Par ailleurs, si M. X invoque des frais de paysagiste réglés après la dissolution du pacs, il n’en justifie pas et il lui appartiendra de le faire auprès du notaire chargé du partage. Sa demande ne peut être accueillie en l’état.
De plus, les frais de notaire qu’il évoque sont manifestement ceux du partage judiciaire, qui incombent pour moitié à chaque partie. Or, le décompte qu’il produit fait apparaître un montant de 1 000 euros réglé par lui sur un montant dû, au 7 février 2018, de 1 909,20 euros. Il ne démontre pas avoir réglé le solde de ce montant et, étant observé que le partage entre les parties n’est pas achevé, il est prématuré d’évoquer une créance au titre du montant de 90,80 euros qu’il démontre avoir réglé en plus de la moitié des frais de notaire mis en compte jusqu’à présent. Sa demande doit donc être rejetée comme étant prématurée.
Sur les dépens et les frais exclus des dépens
Le jugement déféré étant confirmé pour l’essentiel, il le sera également en ses dispositions relatives aux dépens et aux frais non compris dans les dépens.

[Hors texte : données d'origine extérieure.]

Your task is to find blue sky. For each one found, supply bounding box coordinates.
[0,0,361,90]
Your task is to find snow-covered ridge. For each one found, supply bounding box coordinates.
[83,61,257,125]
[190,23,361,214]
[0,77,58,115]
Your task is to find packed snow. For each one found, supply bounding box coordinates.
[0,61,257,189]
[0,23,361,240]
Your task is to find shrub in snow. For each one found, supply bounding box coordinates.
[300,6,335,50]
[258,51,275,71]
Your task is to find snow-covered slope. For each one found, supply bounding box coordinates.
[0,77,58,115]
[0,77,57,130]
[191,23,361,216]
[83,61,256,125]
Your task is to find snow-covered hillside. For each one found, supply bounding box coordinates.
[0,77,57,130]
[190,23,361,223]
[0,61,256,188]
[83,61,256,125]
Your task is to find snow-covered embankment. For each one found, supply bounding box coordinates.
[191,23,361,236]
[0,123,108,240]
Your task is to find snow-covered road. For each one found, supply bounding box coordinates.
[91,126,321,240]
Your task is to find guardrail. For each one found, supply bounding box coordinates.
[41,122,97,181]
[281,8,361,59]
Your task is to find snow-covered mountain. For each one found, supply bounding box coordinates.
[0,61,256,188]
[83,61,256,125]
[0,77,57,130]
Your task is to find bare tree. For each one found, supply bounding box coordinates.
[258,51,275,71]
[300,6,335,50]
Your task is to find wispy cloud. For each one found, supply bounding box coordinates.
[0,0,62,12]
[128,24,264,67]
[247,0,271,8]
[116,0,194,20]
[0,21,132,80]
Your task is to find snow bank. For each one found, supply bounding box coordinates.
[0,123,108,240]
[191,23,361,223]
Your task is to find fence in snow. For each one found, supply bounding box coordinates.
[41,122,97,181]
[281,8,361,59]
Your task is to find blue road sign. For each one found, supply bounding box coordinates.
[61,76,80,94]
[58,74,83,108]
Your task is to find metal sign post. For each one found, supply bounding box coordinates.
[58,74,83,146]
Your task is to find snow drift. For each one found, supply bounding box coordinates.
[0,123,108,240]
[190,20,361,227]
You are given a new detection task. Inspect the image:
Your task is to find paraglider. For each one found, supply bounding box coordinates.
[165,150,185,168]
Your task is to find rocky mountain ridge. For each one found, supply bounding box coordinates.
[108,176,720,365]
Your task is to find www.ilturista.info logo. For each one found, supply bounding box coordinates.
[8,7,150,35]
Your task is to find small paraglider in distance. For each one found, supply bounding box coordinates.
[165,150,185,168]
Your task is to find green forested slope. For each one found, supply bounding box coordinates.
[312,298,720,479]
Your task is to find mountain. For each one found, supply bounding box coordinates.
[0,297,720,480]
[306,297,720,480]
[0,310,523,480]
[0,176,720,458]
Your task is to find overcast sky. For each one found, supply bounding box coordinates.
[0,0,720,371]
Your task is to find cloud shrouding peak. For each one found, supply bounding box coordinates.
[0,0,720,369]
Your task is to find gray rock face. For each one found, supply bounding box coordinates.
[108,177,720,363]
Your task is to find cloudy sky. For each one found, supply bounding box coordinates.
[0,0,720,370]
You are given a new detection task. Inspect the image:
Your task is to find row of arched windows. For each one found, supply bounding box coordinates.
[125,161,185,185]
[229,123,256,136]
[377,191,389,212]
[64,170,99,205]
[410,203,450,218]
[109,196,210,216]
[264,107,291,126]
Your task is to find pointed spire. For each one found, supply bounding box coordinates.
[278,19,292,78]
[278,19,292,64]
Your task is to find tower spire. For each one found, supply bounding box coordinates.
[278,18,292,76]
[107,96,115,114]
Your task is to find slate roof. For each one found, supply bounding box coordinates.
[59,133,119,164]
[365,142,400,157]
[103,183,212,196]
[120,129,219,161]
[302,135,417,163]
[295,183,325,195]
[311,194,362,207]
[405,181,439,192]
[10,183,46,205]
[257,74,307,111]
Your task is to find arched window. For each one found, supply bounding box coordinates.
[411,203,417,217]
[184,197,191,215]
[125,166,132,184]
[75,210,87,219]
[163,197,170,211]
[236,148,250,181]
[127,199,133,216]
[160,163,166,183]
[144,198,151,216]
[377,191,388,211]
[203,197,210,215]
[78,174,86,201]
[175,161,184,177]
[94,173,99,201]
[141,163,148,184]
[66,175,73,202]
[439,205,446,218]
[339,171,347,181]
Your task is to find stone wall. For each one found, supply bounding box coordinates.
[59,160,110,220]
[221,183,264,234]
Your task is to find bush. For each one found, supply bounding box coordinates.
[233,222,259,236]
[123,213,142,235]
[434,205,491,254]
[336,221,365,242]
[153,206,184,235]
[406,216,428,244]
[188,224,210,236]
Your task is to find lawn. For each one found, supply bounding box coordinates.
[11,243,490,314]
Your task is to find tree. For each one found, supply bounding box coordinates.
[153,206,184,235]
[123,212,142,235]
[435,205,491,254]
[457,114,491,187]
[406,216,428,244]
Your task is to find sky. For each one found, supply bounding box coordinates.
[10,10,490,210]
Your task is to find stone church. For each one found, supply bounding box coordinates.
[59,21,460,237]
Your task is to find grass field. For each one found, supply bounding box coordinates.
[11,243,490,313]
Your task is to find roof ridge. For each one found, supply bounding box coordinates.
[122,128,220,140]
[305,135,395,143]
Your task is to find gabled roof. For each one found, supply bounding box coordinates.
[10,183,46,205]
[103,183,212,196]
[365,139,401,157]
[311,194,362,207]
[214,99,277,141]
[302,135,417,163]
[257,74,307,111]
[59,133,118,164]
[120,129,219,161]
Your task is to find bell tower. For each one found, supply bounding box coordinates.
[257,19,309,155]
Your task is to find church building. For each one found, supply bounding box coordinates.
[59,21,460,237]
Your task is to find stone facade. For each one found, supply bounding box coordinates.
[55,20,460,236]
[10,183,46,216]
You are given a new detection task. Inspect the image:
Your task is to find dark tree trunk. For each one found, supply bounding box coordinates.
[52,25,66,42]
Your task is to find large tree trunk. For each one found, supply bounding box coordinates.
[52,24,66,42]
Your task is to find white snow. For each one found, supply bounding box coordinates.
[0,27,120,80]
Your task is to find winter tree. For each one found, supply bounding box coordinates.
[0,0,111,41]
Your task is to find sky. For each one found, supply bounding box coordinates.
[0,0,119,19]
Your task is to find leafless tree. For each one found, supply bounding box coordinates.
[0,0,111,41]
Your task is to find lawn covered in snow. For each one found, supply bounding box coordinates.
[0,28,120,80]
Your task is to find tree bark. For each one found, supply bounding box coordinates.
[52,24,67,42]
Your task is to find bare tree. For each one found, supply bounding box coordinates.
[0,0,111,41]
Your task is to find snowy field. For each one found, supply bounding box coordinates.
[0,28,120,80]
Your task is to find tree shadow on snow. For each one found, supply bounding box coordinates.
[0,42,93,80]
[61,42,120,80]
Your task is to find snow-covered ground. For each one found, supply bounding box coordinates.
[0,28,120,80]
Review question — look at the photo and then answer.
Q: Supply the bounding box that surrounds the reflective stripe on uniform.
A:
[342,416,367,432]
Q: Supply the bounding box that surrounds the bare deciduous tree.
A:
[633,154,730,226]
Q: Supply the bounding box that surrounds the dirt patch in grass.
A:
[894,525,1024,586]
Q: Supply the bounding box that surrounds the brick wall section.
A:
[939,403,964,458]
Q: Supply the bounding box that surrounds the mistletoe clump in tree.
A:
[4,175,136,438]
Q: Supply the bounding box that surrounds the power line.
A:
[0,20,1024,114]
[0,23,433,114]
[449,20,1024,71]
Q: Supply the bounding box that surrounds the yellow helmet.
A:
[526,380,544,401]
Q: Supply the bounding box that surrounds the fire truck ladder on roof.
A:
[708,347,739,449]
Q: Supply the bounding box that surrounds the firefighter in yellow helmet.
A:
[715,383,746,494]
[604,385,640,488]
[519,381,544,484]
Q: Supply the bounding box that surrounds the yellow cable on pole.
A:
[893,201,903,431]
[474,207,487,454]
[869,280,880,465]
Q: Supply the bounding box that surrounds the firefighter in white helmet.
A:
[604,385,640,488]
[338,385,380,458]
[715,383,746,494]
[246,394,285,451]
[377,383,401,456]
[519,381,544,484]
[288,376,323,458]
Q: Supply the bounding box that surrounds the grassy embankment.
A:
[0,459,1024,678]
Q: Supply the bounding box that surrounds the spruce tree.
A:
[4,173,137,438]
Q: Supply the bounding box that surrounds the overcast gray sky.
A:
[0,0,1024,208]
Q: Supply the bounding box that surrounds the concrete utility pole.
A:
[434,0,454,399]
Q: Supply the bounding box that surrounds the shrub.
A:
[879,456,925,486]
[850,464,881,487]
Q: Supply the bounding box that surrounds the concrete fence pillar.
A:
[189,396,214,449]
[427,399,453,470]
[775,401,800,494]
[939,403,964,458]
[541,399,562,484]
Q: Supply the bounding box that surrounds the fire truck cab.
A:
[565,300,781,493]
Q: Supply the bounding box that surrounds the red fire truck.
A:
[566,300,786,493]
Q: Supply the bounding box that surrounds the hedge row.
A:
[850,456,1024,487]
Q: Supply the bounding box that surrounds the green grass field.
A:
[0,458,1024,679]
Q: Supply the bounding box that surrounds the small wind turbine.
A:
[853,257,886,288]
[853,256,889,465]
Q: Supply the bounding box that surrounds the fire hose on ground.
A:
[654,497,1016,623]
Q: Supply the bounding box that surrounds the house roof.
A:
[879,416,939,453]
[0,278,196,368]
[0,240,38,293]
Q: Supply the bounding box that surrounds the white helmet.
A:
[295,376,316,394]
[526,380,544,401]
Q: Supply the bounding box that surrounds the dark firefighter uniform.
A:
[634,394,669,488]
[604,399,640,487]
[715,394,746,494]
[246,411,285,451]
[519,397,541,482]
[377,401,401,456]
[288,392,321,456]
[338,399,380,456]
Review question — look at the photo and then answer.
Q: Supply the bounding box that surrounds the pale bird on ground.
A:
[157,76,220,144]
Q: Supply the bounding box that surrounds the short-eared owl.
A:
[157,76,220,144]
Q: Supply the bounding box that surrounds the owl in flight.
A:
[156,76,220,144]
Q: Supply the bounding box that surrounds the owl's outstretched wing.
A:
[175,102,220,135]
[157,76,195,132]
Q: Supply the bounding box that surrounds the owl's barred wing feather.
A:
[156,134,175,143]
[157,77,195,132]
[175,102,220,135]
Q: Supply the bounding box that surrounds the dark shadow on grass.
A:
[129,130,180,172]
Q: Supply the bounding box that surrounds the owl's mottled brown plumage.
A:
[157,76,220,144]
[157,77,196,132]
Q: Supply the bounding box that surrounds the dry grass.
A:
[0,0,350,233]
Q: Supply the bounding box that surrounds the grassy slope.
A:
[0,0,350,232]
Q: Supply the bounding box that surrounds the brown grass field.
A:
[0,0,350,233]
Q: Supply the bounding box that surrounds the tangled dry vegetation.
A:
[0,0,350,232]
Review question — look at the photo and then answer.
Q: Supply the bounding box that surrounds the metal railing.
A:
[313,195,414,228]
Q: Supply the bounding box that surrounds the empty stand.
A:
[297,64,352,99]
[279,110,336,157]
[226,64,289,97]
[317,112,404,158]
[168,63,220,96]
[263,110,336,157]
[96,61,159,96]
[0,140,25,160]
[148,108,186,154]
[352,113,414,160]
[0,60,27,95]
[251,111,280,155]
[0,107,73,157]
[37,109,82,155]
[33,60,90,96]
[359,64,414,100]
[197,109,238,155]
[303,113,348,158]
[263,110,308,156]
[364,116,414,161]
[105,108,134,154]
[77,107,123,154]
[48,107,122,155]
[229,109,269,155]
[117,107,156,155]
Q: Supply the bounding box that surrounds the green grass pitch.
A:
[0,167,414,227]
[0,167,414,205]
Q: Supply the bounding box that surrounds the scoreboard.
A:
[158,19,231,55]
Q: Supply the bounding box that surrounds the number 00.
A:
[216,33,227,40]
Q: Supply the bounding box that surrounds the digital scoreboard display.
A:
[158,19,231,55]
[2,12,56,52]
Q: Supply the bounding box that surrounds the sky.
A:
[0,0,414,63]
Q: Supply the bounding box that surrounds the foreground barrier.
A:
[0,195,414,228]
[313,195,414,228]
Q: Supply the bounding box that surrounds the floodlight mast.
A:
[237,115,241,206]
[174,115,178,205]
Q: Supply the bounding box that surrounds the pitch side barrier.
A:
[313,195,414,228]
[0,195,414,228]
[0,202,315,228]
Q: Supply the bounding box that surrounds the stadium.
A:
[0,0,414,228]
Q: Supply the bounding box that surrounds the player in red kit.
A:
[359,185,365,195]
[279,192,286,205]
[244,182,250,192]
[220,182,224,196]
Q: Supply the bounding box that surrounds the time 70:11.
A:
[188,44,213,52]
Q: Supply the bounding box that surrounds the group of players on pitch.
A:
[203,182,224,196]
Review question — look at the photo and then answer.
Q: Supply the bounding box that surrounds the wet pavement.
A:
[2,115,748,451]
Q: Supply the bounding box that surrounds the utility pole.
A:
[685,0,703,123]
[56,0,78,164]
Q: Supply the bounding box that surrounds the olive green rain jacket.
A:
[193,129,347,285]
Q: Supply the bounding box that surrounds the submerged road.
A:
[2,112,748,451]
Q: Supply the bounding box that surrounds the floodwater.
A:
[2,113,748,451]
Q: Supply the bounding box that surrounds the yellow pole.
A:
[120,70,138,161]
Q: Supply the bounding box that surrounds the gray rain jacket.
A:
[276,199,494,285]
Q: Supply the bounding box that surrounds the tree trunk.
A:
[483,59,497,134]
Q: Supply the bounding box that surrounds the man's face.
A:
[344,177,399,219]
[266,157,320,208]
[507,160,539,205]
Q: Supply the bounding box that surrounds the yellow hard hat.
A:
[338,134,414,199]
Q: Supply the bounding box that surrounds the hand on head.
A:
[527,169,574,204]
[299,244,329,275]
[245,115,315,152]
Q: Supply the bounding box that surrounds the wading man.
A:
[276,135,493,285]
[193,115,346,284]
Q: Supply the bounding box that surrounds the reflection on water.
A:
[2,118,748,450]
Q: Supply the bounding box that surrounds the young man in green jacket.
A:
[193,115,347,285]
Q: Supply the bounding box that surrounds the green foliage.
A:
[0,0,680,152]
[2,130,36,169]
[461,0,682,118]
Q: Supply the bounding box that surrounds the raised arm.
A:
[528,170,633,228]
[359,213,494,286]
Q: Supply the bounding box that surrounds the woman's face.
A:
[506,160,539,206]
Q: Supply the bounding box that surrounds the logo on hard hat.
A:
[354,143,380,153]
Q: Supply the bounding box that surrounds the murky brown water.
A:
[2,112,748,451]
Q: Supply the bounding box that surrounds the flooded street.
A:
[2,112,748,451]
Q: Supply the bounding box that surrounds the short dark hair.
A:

Pour les mêmes motifs, M. X sera condamné aux dépens de l’appel et au paiement, à Mme Y, de la somme de 1 300 euros sur le fondement de l’article 700 du code de procédure civile. En revanche, il sera débouté de sa propre demande présentée sur le fondement de l’article 700 du code de procédure civile.
PAR CES MOTIFS
La cour, statuant par arrêt contradictoire, sans audience,
Statuant dans les limites de l’appel principal de M. A X et de l’appel incident de Mme C Y,
CONFIRME le jugement rendu entre les parties le 1er février 2019 par le tribunal de grande instance de Saverne, sauf en ses dispositions par lesquelles il a dit que la somme de 25 000 € (vingt cinq mille euros) versée par M. X pour Mme Y dans le cadre de l’acquisition de l’immeuble sis […] à Dorlisheim constituait une libéralité, à défaut de preuve contraire ;
Statuant à nouveau sur ce seul chef,
REJETTE la demande de M. A X tendant à ce qu’il soit jugé qu’il détient une créance à l’encontre de l’indivision, d’un montant de 50 000 € (cinquante mille euros) ;
Ajoutant au jugement déféré,
DIT M. A X titulaire d’une créance à inscrire au compte de liquidation de l’indivision, au titre du remboursement du prêt immobilier souscrit par les parties, dont les mensualités sont de 1 600 € (mille six cents euros), mais seulement pour les mensualités qu’il a remboursées à compter du 1erjuin 2015 ;
REJETTE la demande de M. A X tendant à ce qu’il soit jugé qu’il détient une créance au titre de frais de paysagiste réglés après la dissolution du pacs et DIT qu’il lui
appartiendra de justifier de tels frais devant le notaire chargé du partage ;
REJETTE, comme étant prématurée, la demande de M. A X tendant à ce qu’il soit jugé qu’il détient une créance au titre des frais de notaire ;
CONDAMNE M. A X aux dépens de l’appel ;
CONDAMNE M. A X à payer à Mme C Y la somme de 1 300 € (mille trois cents euros) sur le fondement de l’article 700 du code de procédure civile, au titre des frais exposés en appel ;
REJETTE la demande de M. A X présentée sur le fondement de l’article 700 du code de procédure civile.